The back story, she learned, was that the man had end-stage cancer for which he had declined treatment. After he fell at home, his adult children had found him on the floor and called 911, landing him back in the hospital. There, among other interventions that were put into play, a feeding tube had been inserted through his nose. When he repeatedly pulled it out, his hands were tied. After he then pulled it out three times with his knees, his feet were tied. You could say these treatments were being performed over the patient’s not-quite-dead-body.

“Why,” Dr. Meier asked, “is it important to have the feeding tube?” The attending physicians answered, “Because if we don’t, he’ll die.”

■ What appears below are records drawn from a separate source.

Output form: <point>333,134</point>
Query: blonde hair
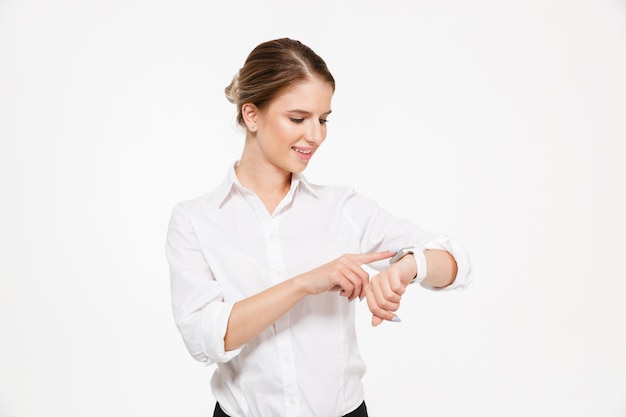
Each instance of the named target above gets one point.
<point>272,67</point>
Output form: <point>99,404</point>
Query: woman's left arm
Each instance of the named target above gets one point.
<point>385,290</point>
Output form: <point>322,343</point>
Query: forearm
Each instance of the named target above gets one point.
<point>249,317</point>
<point>442,268</point>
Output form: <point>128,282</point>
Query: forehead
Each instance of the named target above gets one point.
<point>313,95</point>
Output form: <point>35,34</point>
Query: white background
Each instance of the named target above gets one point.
<point>502,123</point>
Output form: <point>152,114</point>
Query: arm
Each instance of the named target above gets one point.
<point>385,290</point>
<point>249,317</point>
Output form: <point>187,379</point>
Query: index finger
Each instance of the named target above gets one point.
<point>366,258</point>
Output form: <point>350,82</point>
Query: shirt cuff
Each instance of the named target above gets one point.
<point>214,324</point>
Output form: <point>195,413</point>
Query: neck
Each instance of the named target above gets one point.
<point>269,183</point>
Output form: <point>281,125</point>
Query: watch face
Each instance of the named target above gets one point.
<point>401,253</point>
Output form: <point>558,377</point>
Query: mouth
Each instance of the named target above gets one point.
<point>302,151</point>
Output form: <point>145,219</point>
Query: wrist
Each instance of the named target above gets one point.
<point>416,260</point>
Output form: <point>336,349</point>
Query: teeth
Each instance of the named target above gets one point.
<point>301,150</point>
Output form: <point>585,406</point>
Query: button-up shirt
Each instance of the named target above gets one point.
<point>224,246</point>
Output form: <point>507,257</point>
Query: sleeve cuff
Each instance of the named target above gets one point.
<point>214,325</point>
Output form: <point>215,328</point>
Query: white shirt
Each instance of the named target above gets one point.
<point>224,246</point>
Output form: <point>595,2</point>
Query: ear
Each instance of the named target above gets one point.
<point>250,114</point>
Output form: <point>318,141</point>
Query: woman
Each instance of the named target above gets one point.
<point>264,267</point>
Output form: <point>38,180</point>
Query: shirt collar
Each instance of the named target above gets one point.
<point>231,182</point>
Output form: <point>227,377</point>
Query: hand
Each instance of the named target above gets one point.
<point>385,290</point>
<point>344,274</point>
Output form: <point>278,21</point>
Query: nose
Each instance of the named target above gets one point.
<point>315,133</point>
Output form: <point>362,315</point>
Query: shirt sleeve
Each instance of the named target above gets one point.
<point>379,230</point>
<point>198,306</point>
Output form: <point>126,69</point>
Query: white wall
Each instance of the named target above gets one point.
<point>507,118</point>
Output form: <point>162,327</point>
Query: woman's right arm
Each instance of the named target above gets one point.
<point>250,316</point>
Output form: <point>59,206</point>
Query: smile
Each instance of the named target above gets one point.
<point>304,151</point>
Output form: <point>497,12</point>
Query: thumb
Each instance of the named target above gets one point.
<point>376,320</point>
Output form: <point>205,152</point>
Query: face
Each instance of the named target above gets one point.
<point>292,127</point>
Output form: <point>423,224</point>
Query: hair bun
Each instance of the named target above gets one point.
<point>232,90</point>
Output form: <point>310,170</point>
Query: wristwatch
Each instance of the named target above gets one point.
<point>420,260</point>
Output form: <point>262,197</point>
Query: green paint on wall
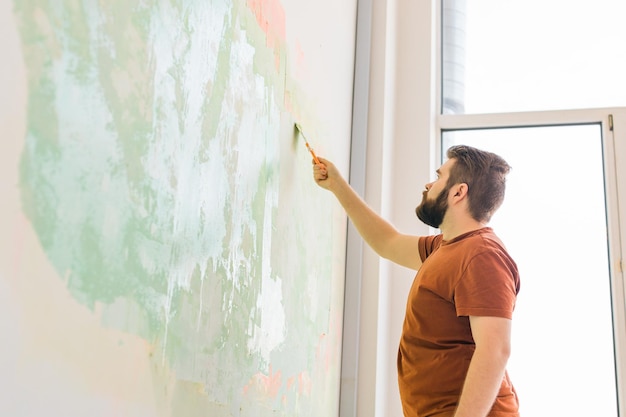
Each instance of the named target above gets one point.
<point>152,177</point>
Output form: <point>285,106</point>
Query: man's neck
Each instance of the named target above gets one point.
<point>451,230</point>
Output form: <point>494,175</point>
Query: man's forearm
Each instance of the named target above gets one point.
<point>482,383</point>
<point>371,226</point>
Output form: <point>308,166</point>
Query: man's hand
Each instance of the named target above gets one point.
<point>326,174</point>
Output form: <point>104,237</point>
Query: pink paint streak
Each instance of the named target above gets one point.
<point>270,16</point>
<point>264,385</point>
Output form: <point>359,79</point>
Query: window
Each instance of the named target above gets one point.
<point>539,83</point>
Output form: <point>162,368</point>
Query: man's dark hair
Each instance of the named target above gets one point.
<point>485,176</point>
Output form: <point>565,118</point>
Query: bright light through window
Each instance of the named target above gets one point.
<point>527,55</point>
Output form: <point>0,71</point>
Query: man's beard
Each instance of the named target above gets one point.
<point>431,212</point>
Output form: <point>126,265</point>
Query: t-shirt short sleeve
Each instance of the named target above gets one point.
<point>488,287</point>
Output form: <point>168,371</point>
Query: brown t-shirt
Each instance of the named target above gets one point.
<point>470,275</point>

It was at this point that Diane Meier, M.D., F.A.C.P., already honored for her work in geriatrics and for her personal and medical skills, became a crusader for palliative care. “A light bulb went off,” she told a group of physicians and other professionals in the field today in San Francisco. “I realized it was an educational problem, and thus a solvable problem.” She saw that the doctors and nurses were only doing as they had been taught, and the results were distressing also to many of them. “All I did was say ‘It’s all right to care about your patient.'”

Meier’s pioneering efforts to shift care of critically ill patients from aggressive, often futile treatment to comfort care focusing on the patient instead led to formation of the Center to Advance Palliative Care, which she currently serves as Director. They also resulted in a MacArthur Fellowship she was awarded in September, 2008.

“The MacArthur,” says the self-effacing physician, “was in recognition of the tens of thousands of people working in palliative care.” But those tens of thousands are not enough to have eliminated the tragedies of patients such as the unfortunate man cited above. Walk the halls of almost any hospital, nursing home or similar institution in the U.S. and you will hear the incessant “Help me!” cries of people being treated over their almost-dead bodies.

Helping them with comfort care rather than aggressive treatment, though, is referred to by the Rush Limbaughs of the world as “Killing off the grannies.” It is a handy sound bite, and it is tilting the balance against sanity in our lurch toward health reform. Unless Mr. Limbaugh can convince me I’d rather be 4-point-restrained with a tube inserted in my nose than gently treated with comfort care when I encounter my next critical illness, this particular grannie would appreciate his butting out of my rights. Palliative care should be a right.

It is, unfortunately, a campaign of the political right to keep palliative care out of health reform. They will prevail, Dr. Meier said, unless voices of sanity are raised, whether Democrat or Republican. She urged her audience, representative of a wide variety of compassionate groups, to help get the message out and get the calls, e-mails and letters in. Legislators behind the three bills working their way through Congress, she said, need to hear from the citizenry.

The citizenry is unquestionably in favor of comfort, and where palliative care can be understood it is welcomed. Hosting Dr. Meier’s informal talk were the California HealthCare Foundation, the California Coalition for Compassionate Care, Archstone Foundation and the University of California, San Francisco, four of many organizations committed to making palliative care understood, available and effective.

The question of whether they or Rush Limbaugh will prevail is as yet unanswered. Having Mr. Limbaugh forming our health policy, though, is almost as scary to this granny as 4-point restraint.